La prospérité andorrane s’est également consolidée grâce à une forte activité financière et à un cadre fiscal favorable à l’activité économique (alors que les cotisations sociales pèsent en moyenne sur l’employeur pour 26% dans le reste des pays européens, elles ne s’élève qu’à 13% en Andorre) et à la consommation de produits de luxe (importante zone de duty free).
Etroitement liée à la croissance de la France et surtout de l’Espagne du fait de sa configuration géographique, Andorre a bénéficié des effets positifs de la construction européenne sans toutefois être rattachée ni économiquement ni politiquement à l’Union européenne. Alors que le pays ne disposait pas de monnaie propre, il a adopté l’Euro comme monnaie nationale comme conséquence du passage du Franc et de la Peseta à la monnaie unique. Les relations économiques franco-andorranes sont quant à elles liées au désenclavement routier d’Andorre sur son flanc français.

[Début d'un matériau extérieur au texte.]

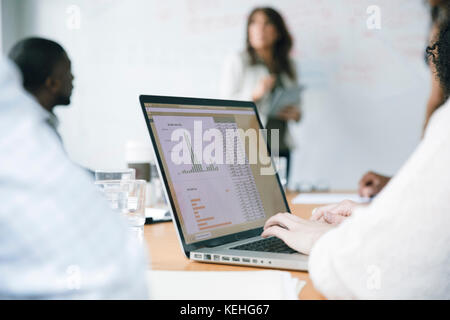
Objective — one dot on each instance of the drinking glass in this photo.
(120, 174)
(128, 198)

C’est dans ce cadre que les deux pays ont signé en 2000 un traité sur la rectification de leurs frontières, par lequel les deux pays ont convenu de s’échanger une parcelle de territoire de 1,5ha chacune et permettant à la Principauté de construire, sur la parcelle cédée par la France, le viaduc qui relie le tunnel d’Envalira à la RN22.
Corollairement, le ralentissement de l’activité économique de ses pays-voisins s’est inévitablement répercuté sur l’économie andorrane dont la croissance a atteint 2,5% en 2002, en recul de 0,7 points par rapport à 2001. Avec la baisse du flux de touristes en 2002 dont l’augmentation n’a été que de 1,4% en 2002 contre 3,3% en 2001, l’activité économique d’Andorre reste soutenue par le secteur de la construction qui en constitue depuis cinq années un de ses principaux piliers. Celle-ci montre en effet encore de bons signes de dynamisme avec la progression de l’investissement tant industriel qu’en biens d’équipement qui compte pour près d’un tiers de l’accroissement de ses importations.
De l’héritage structurel qu’elle a reçu de l’époque médiévale, la principauté d’Andorre a donc su s’affirmer comme un Etat souverain et moderne tout en conservant ses caractéristiques propres qui en font aujourd’hui un cas unique en Europe, d’autant plus qu’il est le seul Etat au monde de langue officielle catalane. C.H.